In a time when film and television have never been less distinct, great TV shows are still those that use the medium’s specific traits to their advantage. In BoJack’s case, that means experiencing an evolution almost in real time, over years instead of hours or weeks. It took three full seasons for BoJack to hit rock bottom, with the death of Sarah Lynn and the alienation of his friends; it took two more for him to get help in the form of treatment for his addiction. Change is rare, and when it happens, it’s as gradual as it is nonlinear. More than a preoccupation with masculinity in decline, this deliberate pace is what made BoJack a worthy successor to Mad Men. What Matthew Weiner’s drama was to living through the churn of history, Bob-Waksberg’s comedy was to working through one’s baggage, with a small step forward too often followed by a massive slide back.
The home stretch of BoJack Horseman proves a fitting send-off, not least because it touches on so many of the show’s now-established trademarks. There’s a visually inventive episode that breaks form to portray a character’s state of mind, á la “Stupid Piece of Sh*t” or “Time’s Arrow”; a dreamlike interlude to dramatize a downward spiral, á la “That’s Too Much, Man!” or “The Showstopper”; an ambiguous-yet-hopeful finale, á la “Out to Sea” or “That Went Well.” The episodes also practice what they preach: the show’s extended run time isn’t just spent on BoJack, but to illustrate the long-term impact of BoJack’s dysfunction on those it’s affected, primarily women. We learn what’s actually become of that teenage girl in New Mexico, and see BoJack’s latest sincere monologue literally framed by the disappointment of Princess Carolyn and BoJack’s friend Diane, who no longer know whether this messed-up man is worth their efforts. At the end of the day, BoJack’s recovery isn’t for his own sake; it’s for theirs. As long as he fails to improve himself, they suffer the consequences.

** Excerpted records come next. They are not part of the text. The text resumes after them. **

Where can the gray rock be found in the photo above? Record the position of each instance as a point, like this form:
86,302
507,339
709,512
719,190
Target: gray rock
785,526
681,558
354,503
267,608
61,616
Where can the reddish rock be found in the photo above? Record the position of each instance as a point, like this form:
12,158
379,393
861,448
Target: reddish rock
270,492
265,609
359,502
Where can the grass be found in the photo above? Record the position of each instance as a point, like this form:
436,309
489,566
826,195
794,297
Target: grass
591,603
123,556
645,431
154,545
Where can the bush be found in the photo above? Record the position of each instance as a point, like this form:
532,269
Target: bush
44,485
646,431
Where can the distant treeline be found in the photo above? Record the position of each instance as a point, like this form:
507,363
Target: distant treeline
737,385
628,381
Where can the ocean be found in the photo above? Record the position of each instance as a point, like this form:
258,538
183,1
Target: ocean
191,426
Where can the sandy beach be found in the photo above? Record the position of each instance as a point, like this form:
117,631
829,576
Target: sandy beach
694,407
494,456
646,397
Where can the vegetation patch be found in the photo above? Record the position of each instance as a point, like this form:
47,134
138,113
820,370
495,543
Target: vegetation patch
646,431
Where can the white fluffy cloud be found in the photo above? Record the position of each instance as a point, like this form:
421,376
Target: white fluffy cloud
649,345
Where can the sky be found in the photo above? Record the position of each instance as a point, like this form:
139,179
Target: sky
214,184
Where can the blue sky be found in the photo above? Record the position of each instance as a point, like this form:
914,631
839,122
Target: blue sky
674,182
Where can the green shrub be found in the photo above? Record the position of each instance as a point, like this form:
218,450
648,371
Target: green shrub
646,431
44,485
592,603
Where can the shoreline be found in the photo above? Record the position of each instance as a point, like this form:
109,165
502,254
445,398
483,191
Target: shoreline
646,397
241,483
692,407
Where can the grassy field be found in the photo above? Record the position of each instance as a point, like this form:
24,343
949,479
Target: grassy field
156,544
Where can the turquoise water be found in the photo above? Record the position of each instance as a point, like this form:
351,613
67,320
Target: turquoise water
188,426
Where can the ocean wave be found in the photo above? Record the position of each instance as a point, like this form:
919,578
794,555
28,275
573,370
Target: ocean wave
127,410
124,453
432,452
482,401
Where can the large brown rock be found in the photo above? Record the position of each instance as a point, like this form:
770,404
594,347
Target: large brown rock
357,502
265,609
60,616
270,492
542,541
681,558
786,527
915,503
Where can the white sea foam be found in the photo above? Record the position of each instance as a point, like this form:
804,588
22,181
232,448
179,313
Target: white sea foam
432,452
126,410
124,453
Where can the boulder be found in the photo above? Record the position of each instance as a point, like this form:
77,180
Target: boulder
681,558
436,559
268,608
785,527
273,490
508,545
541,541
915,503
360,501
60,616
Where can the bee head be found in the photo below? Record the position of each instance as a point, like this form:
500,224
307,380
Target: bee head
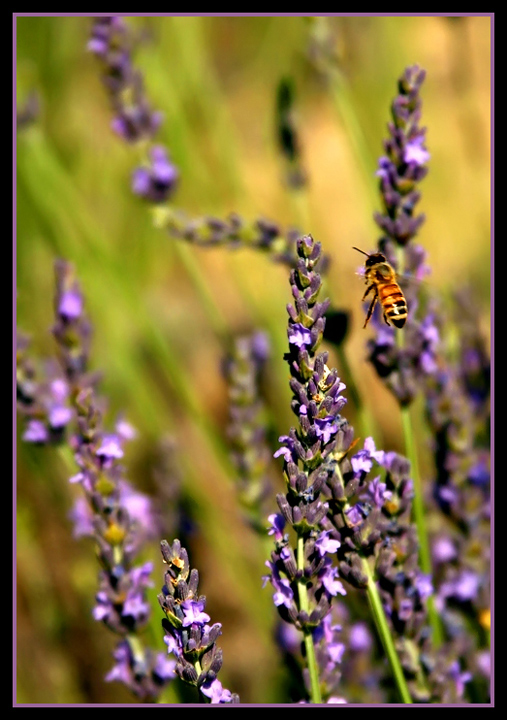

It’s strange that BoJack Horseman has grown into such an astute observer of the human condition—because it’s about a cartoon horse, sure, but also because the show has been steadfast in its belief that television is a terrible source of life lessons. “I used to feel like my whole life was an acting job, doing an impression of the people I saw on television, which was just a projection of a bunch of equally screwed-up writers and actors,” BoJack says. “I felt like a Xerox of a Xerox of a person.” More than inside jokes about Los Angeles street names or bits of pop culture ephemera, this structural criticism has always been BoJack’s most brain-bending way of turning in on itself. But BoJack Horseman is not Horsin’ Around, the show-within-a-show that took complex realities and packaged them into pat resolutions. The writers and actors of BoJack Horseman have never pretended to be any less screwed-up than they actually are. Television is in no position to tell you what to do. What it can do is show you that you’re not alone—and that there is a way up, if you can find it for yourself.